Our report (1) is the first study to demonstrate the beneficial effects of intramyocardial injection of a biopolymer alone in inducing angiogenesis and reducing infarct expansion. Furthermore, we have demonstrated that compositions of fibrin glue injected into ischemic myocardium prevent the negative remodeling associated with a myocardial infarction (MI) (2). These dramatic results were shown both for fibrin glue alone, and in material compositions of fibrin glue combined with transplanted, healthy myoblasts. Additionally, our report demonstrated that a fibrin glue scaffold increased the survival of contractile-type muscle cells, more specifically myoblasts, transplanted into myocardial tissue.

One hypothesis we tested was that an acellular intramyocardial injection of a biopolymer could prevent infarct expansion and prevent the continued worsening in left ventricular (LV) function following an MI. Dr. Chekanov and colleagues provide corroborative data regarding the utility of biopolymers. However, the emphasis of the experiments cited by Chekanov and colleagues had different objectives. In their earlier citations (3), Chekanov et al. used an autologous biologic glue containing fibrinogen epicardially to enhance the healing process of cardiomyoplasty. The autologous biologic glue was used “as an interlayer between the stimulated latissimus dorsi muscle and the myocardium to improve adhesion formation and cardiomyoplasty results.”
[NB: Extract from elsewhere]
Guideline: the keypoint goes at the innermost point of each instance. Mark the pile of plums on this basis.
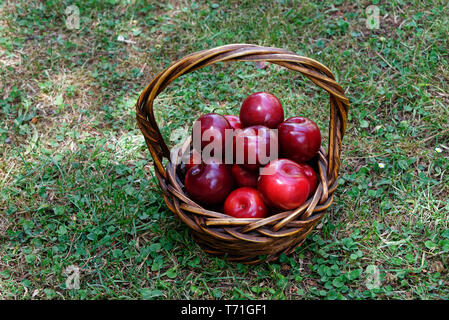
(257, 163)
Another hypothesis we tested was that fibrin glue matrix, in combination with myoblasts, enhances LV function. This test was specifically designed around use of a contractile type of cells. Accordingly, our work demonstrates an advancement by showing pronounced beneficial effects of fibrin glue-assisted myoblast transplantation into ischemic myocardium. Chekanov et al. (4) did report results of an experimental protocol to observe the effects of transplanting endothelial cells (ECs) in a fibrin matrix into ischemic myocardium. However, the experimental design was principally based upon a hypothesis of neovascularization and consisted of the following three groups: 1) ECs and fibrin matrix, 2) saline with denatured cells, and 3) a control group. The investigators did not include a fibrin matrix group alone or healthy ECs alone. Therefore, they did not test whether a biopolymer alone injected intramyocardially could produce angiogenesis or prevent the negative remodeling associated with an MI.

Additionally, without observing the effects of a healthy EC group without fibrin glue, the researchers could not determine the extent to which a fibrin matrix is beneficial in increasing cell transplantation and survival in the setting of myocardial injections. Still further, Chekanov and colleagues did not report any test protocols or observations regarding intramyocardial injections of fibrin glue in combination with contractile types of cells such as myoblasts.
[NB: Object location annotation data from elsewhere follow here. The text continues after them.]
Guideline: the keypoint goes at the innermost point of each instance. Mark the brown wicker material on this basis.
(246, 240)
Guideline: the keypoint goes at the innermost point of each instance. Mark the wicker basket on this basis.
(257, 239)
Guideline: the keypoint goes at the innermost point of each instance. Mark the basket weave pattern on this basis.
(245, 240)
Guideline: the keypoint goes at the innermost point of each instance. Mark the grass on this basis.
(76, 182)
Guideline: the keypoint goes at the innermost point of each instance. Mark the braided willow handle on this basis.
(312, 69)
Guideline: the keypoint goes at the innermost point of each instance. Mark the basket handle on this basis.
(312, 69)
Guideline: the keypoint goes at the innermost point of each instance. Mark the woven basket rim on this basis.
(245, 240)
The work done by Chekanov and colleagues is very interesting with respect to the objectives, experiences, observations, and results of their specific studies. Also, our work (1- 2) does share some basic common features with the findings cited by Chekanov et al. However, the advances we made provide substantially new and different compositions of therapeutic materials, in vivo applications, and observations and results. Our work thus offers unique advancements and implications with respect to possible future applications to patient care. This is in particular the case with respect to demonstrating the benefits of injecting (a) acellular fibrin glue agents and (b) fibrin glue agents together with transplanted contractile-type cells (e.g., myoblasts) into ischemic myocardium.

Despite the distinct differences noted, we thank Dr. Chekanov and colleagues for sharing their experience with fibrin glue and to the advancement of the use of polymers as potential therapeutic agents.